Connection Center Performance expectations
Machine specifications
When doing performance testing we have used a two-management server management group with nothing else utilizing the SQL server at the time.
SCOM Management Servers:
Azure d4ds_v5 VMs
4 CPU (Xeon Platinum 8370C 2.8 GHz)
16 GB RAM
SQL Server:
Azure d8ds_v4
8 CPU (Xeon Platinum 8272CL 2.6 GHz)
32 GB RAM
Throughput
When testing we aimed to generate 20 alerts a minute for a 72-hour period. With updates, this equates to 40 changes a minute or roughly 2400 an hour (updates cause changes to alerts which will then be sent back out again).
We have also tested 300 alerts a minute for a 30-minute period. With updates, this equates to 600 changes a minute. The default configuration will not allow you to achieve this.
Behavior when exceeding throughput thresholds
By default, Connection Center caps outbound alerts at 60 alerts a minute (from v 3.1.2.0), with alert updates capped at 250 a minute (from v 4.0.0.0 SCOM / v 2.2.2 ServiceNow). In both cases, if there are more alerts than the capacity the alerts will be saved up for future runs. As long as the number of changes per minute eventually falls below the threshold Connection Center will catch back up.

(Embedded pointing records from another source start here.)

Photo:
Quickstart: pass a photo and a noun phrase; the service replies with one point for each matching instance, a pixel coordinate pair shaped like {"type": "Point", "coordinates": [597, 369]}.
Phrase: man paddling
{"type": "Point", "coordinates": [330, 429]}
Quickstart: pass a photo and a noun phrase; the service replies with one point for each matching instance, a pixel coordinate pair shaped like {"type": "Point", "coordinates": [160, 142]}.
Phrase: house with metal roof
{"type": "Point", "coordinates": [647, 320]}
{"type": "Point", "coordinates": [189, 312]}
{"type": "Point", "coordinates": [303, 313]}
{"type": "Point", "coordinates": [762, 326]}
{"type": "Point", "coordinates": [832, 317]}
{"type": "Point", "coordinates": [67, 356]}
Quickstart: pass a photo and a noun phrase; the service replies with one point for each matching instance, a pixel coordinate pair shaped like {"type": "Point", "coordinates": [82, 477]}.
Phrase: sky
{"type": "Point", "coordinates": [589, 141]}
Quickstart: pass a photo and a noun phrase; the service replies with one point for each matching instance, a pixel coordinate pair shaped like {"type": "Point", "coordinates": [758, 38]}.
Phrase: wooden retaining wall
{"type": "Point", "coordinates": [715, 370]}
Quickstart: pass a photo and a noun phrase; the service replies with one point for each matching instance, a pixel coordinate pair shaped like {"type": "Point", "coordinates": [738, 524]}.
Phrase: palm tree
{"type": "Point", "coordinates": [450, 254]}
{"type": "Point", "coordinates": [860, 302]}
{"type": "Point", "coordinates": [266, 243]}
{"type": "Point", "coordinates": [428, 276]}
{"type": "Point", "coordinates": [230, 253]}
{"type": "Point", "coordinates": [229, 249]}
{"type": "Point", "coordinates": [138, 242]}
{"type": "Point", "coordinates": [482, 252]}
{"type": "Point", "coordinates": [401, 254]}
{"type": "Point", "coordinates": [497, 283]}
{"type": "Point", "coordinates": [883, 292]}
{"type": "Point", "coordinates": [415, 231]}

During stress testing, we have put both sides of the connection 6 hours behind and allowed them to catch back up without issue. This shouldn’t be the norm, and you may need to consider adjusting your capacities if you find yourself in this situation regularly.
In the unlikely event that SCOM is so far behind that alerts have started getting groomed out, you will see an alert firing in SCOM to notify you that it has been unable to pull the alert. You may see these alerts for other reasons, so it’s usually a good idea to check if you can pull the alert by its ID.
Load
Load is difficult to predict and will vary on a case-by-case basis. However, when using normal notification channels we typically see less than 300MB of memory use, and a couple of percentage points of CPU use every minute or so. In heavily nested monitoring environments (objects are members of complex nested group hierarchies for example) the requirements will be higher.
Inbound webhooks typically use around 150MB of memory, and a couple of percentage points of CPU use when consistently fielding requests. Using large numbers of manual objects, and/or leaving large numbers of alerts open will increase requirements.